Psychologically, however, they are more vulnerable than Millennials were: Rates of teen depression and suicide have skyrocketed since 2011. It’s not an exaggeration to describe iGen as being on the brink of the worst mental-health crisis in decades. Much of this deterioration can be traced to their phones.
And these alarming results are traced clearly to this new technology:
The results could not be clearer: Teens who spend more time than average on screen activities are more likely to be unhappy, and those who spend more time than average on nonscreen activities are more likely to be happy.
There’s not a single exception. All screen activities are linked to less happiness, and all nonscreen activities are linked to more happiness.
It shouldn’t be a surprise that increasing physical isolation leads children to unhappiness, combined with the mental blur of interacting via a screen with so much information and social communities. We are basically conducting a massive psychological experiment on today’s children to see how they’ll react to the technology of this brave new world.
To be sure, there are plenty of obvious positives with smart phone usage. As the article points out, kids are safer and engaging in less risky behavior. They also have the opportunity to use the technology to benefit their intellectual and social development.
But these technologies need to be viewed with skepticism. As Twenge concludes, the best advice for a happy adolescence is straightforward:
“Put down the phone, turn off the laptop, and do something—anything—that does not involve a screen.”

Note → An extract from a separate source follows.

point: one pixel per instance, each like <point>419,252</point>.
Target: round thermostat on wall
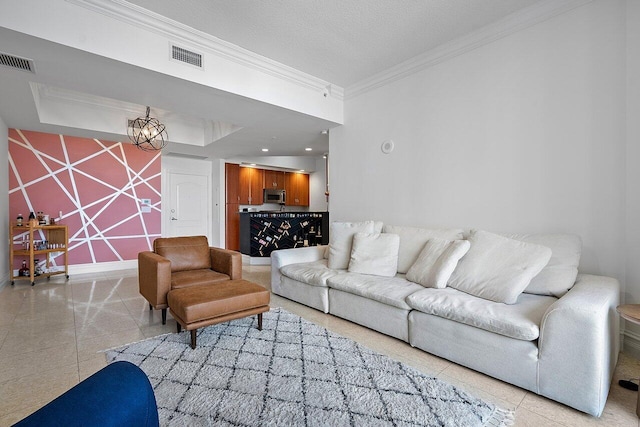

The smart phone revolution has almost completely taken over the human race, rendering most people into neck-bent zombies hungry for their next dosing of information or messages from friends, family or colleagues.
But maybe there’s a downside to the technology, too: harmful radiation.
A few years ago, California’s Environmental Health Investigations branch assessed the risks of cellphone radiation and offered recommendations for public use. But the branch kept the supposedly “draft” document under wraps, until my UC Berkeley Law colleague Claudia Polsky and the school’s environmental law clinic students sued to have it released, on behalf of the UC Berkeley School of Public Health.
Claudia and her clinic students just won the case in superior court, and she appeared on CBS Local News to discuss it:
Advice for those worried about cell phone radiation? Keep the phone out of your front pocket or bra and keep it as far from you as possible while you sleep — especially for children. Better safe than sorry!